Of course that is a worry. We need to advocate for studies in Uganda and vaccine designs based on our sub type in East Africa. Many of the vaccine designs in trials are either C or B which is common in Europe and US.
What should we expect in the next 5 or 10 years?
We are excitedly looking forward to the results of trials going on in South Africa, and the new ones that are being started in East Africa, including here in Uganda. Another excitement is the new innovation of passive antibodies. We are waiting to see how successful they will be in stopping HIV infection
What are the trials going on in Uganda?
Currently, none but at least 2 that I know of are planned – I’m involved in both. One is an efficacy trial, the largest we are going to conduct to see if a DNA plus a protein can prevent HIV infection and another in Masaka that will use Mosaic and conserved antigens. We are also discussing with the Gates Foundation to see how we can participate in the passive immunisation study. Hopefully, UVRI and Makerere will be part of this study
If these trials on passive vaccine work, when shall the common person get the vaccine?
Luckily, we are a global village. We had a meeting in WHO recently to discuss regulation and access.

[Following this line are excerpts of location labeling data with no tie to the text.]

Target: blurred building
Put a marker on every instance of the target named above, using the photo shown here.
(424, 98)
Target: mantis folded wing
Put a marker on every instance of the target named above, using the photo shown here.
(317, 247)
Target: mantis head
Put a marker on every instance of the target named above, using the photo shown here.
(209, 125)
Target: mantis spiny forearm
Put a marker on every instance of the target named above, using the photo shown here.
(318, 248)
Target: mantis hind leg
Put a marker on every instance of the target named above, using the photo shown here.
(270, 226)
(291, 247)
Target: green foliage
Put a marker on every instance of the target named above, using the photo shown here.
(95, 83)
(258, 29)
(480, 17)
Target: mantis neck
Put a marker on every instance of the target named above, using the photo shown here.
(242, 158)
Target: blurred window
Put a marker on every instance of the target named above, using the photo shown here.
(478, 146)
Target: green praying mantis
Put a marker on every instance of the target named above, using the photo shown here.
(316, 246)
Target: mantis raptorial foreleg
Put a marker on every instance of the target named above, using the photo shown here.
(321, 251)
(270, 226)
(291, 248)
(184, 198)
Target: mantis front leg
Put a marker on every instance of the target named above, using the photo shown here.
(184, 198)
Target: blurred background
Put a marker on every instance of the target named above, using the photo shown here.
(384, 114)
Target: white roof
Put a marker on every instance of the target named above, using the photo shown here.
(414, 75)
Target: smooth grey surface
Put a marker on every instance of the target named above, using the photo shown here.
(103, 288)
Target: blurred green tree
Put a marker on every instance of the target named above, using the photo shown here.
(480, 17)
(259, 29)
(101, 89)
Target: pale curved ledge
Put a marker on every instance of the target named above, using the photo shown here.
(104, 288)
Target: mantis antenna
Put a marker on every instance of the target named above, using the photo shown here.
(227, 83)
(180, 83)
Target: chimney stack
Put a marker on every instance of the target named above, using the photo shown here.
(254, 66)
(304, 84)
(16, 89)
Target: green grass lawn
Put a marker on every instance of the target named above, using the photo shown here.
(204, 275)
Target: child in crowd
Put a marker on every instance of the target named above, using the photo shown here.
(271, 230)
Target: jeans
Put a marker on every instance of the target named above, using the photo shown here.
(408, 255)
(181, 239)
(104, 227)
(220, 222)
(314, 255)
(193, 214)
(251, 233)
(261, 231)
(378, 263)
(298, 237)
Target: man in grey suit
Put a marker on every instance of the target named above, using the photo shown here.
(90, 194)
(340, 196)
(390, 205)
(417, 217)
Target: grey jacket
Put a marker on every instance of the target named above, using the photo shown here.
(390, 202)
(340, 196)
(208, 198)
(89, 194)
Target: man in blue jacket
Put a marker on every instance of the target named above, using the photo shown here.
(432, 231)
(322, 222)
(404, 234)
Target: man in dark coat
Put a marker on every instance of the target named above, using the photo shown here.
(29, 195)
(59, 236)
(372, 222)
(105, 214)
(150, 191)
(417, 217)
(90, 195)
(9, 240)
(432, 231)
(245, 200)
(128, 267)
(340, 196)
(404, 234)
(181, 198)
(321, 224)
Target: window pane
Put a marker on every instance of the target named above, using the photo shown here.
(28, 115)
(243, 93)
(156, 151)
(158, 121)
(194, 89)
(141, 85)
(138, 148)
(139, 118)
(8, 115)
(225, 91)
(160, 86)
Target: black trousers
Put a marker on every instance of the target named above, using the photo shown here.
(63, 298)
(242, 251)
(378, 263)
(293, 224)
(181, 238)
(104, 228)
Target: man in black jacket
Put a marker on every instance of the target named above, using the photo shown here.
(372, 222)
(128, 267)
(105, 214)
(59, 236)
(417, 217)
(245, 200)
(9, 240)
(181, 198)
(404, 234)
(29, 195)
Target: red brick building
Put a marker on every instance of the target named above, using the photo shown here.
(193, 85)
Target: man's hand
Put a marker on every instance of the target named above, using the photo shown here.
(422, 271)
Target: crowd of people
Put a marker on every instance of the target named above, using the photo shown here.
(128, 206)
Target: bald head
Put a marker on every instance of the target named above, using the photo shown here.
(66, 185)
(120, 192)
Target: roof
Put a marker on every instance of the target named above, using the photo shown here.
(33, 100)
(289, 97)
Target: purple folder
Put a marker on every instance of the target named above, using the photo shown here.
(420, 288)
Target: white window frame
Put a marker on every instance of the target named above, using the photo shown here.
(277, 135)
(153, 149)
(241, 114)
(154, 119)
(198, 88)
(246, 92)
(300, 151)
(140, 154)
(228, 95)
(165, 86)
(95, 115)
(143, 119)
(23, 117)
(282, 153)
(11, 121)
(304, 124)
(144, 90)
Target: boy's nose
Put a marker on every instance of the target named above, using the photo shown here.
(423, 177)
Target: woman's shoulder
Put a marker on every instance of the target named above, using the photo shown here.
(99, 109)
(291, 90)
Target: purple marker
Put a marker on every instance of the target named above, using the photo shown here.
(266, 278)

It will be unethical to conduct studies in Africa and get a vaccine only for it to be out of range for Africans. The next step will be access. So if the vaccines studied are effective, it will not take long before they are available. For example, the first study that will give us results in South Africa will be like in 2020. But even if they are positive, we don’t base on one study; we shall wait for the one here, which will take longer because we are starting with Phase one. This could take us another 3 to 4 years to 2024. Before then, discussions of accessibility will have begun. At WHO, we discussed how to bring in the large pharmaceutical companies, which have the capacity to produce a lot very fast. We have India and Brazil that can be supported to manufacture for low income countries. Funding bodies will support pharmaceuticals that supply low income countries.
I’m looking at the vaccine arriving in Uganda! Who gets it first? Definitely the rich and the connected
Not really! Through the public health, Government can say: where is the biggest epidemic? They identify areas of very high HIV. If you want to be effective you go to populations where the transmission is highest, like discordant couples, people in high risk careers, fishermen, etc. Then through the private sector, anyone can purchase the vaccine. If you are going for a long journey and you don’t know if you can abstain, you pass by a clinic and they give you a jab so that you can have a peaceful journey.
Any message on HIV awareness day?
To eliminate the virus, a vaccine is very important. We have drugs of course but they don’t cure. A cure and a vaccine are the two major scientific goals everyone is looking forward to. Combination prevention is very important but in a longer run, a vaccine will be the solution. So, community engagement has to be sustained. We have new people with unique challenges, new issues like treatment. How do you pitch prevention in terms of treatment? Adolescents are more exposed now to new risk factors. We need to look at challenges and sustain what we have done well.
Finally, I want to thank the media for the interest they have kept. The vaccine story is so long a journey, with ups and downs and if the when is not answered, people lose interest. But you have kept with us and we are grateful. As scientists, when we have mobilisers and supporters like you around us, it gives us encouragement. I also thank communities we have worked with. It has been a long journey. From the time when many people were dying; we lost friends, colleagues, staff, relatives, etc. The HIV fight has been an effort of everyone; researchers, donors, volunteers, the press, everyone. We are certainly happier now because we are no longer burying our children and very young people. But we need to continue until we have the vaccine and the cure.